Quelques articles lapidaires et apocalyptiques sur le danger que représenterait le développement des robots pour l’emploi méritent quelques rappels salutaires. Tout d’abord les innovations technologiques amplifiées à partir de l’ère industrielle (il y a deux siècles !) n’ont fait que multiplier quantitativement et qualitativement  tous les types d’emplois de la conception à l’exécution… Plus concrètement le parc de robots industriels installés dans les entreprises allemandes (162 000) est 5 fois plus important que chez les entreprises françaises (34 000) et le moins que l’on puisse dire est que cela n’a pas nuit à l’emploi chez notre voisin ! Enfin la robotisation, comme toutes les innovations technologiques, n’obéit pas à un schéma organisationnel pré-déterminé et peut prendre des formes différentes et antagoniques par rapport aux enjeux sociaux, organisationnels et économiques.

La question de la robotisation d’une partie des tâches humaines n’est pas une question nouvelle puisqu’il s’agit du rapport hommes/machines où il s’agit à chaque avancée technologique de remettre à plat la complémentarité des apports humains et les apports de la machine. Chaque progression des fonctions de la machine est un moteur d’interpellation des potentiels humains. En fait, c’est la question de l’intérêt du travail qui est au cœur de la robotisation et de la « cobotisation » (développement de machines collaboratives conçues pour travailler en permanence avec l’homme). Impulser et piloter les innovations technologiques sans les articuler avec des innovations organisationnelles et sociales contributives à l’amélioration de la qualité de vie au travail mais surtout de l’intérêt du travail est une hérésie.

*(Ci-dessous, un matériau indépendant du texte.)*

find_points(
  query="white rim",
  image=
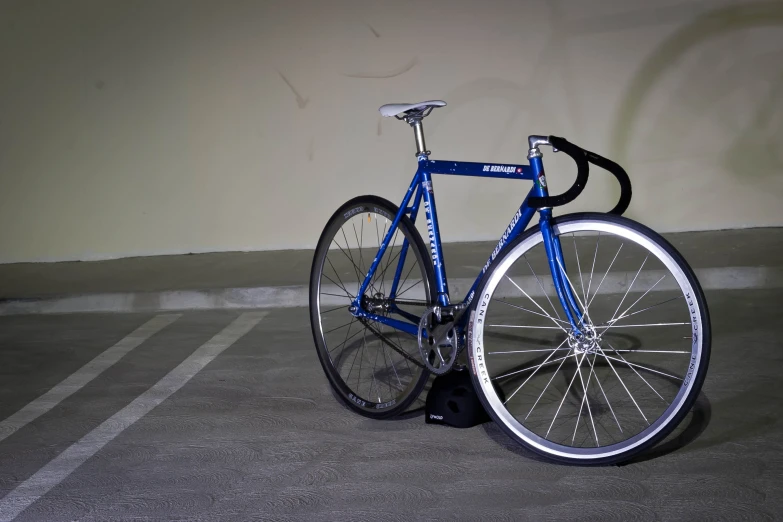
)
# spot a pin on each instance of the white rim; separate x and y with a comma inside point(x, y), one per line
point(485, 383)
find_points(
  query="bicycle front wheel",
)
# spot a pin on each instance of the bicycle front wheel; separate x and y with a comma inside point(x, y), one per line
point(630, 375)
point(374, 369)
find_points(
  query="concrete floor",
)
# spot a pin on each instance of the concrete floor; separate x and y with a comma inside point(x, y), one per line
point(718, 248)
point(257, 435)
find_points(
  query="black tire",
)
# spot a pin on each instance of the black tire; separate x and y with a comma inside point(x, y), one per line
point(338, 269)
point(684, 392)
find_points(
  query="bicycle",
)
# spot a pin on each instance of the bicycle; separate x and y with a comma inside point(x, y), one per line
point(559, 358)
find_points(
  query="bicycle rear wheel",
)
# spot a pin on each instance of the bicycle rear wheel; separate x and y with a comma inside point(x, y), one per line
point(374, 369)
point(634, 372)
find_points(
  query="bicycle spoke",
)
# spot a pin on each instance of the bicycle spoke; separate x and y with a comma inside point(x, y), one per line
point(641, 366)
point(576, 295)
point(578, 365)
point(528, 351)
point(651, 351)
point(548, 383)
point(606, 327)
point(333, 309)
point(624, 386)
point(525, 326)
point(637, 373)
point(531, 311)
point(595, 255)
point(585, 400)
point(535, 303)
point(604, 277)
point(642, 296)
point(592, 368)
point(536, 366)
point(532, 374)
point(374, 371)
point(402, 285)
point(335, 295)
point(629, 287)
point(650, 307)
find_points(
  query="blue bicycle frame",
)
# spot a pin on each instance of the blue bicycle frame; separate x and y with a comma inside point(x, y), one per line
point(421, 190)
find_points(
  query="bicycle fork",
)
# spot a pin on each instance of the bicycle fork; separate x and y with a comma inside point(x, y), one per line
point(554, 253)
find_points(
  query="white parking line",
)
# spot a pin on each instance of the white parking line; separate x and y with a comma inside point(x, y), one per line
point(83, 375)
point(64, 464)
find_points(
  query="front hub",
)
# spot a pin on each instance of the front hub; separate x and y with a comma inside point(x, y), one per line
point(584, 342)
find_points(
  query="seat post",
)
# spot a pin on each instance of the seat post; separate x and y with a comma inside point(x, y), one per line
point(418, 131)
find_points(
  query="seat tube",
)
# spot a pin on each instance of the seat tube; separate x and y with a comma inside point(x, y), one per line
point(433, 232)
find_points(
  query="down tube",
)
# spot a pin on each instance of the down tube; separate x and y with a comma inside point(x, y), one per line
point(518, 223)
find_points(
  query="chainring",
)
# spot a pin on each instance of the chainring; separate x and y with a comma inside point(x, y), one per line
point(441, 338)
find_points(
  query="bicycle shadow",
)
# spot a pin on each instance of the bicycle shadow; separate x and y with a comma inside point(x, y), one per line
point(687, 433)
point(691, 429)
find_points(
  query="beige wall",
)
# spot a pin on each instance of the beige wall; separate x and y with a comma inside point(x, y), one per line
point(150, 127)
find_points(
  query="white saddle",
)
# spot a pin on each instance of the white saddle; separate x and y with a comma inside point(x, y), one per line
point(393, 109)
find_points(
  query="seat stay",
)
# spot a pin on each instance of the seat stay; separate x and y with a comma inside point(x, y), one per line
point(385, 243)
point(413, 210)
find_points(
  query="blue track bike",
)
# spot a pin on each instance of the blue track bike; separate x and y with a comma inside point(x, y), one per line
point(587, 336)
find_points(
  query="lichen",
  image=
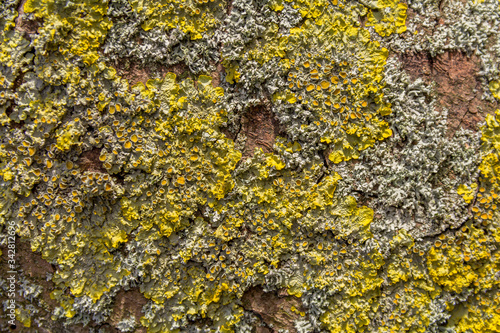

Ainsi Airbus a opté pour plusieurs types de cobots qui partagent le même environnement de construction des avions que les opérateurs en utilisant les mêmes outils. Un avion (comme un bateau) ne peuvent pas être construits par des robots stationnaires d’une ligne de production, dans ce cas, les cobots permettent de réorganiser le travail des opérateurs et d’améliorer la productivité. Une collaboration humains/cobots efficace et sécurisée s’organise ainsi autour des capteurs, de l’intelligence embarquée et de la puissance de calcul. Par ailleurs, toute une panoplie de robots et de cobots (par exemple les exosquelettes) est en train d’occuper le champ des tâches pénibles non répétitives qu’il est inutile de continuer à confier à des salariés.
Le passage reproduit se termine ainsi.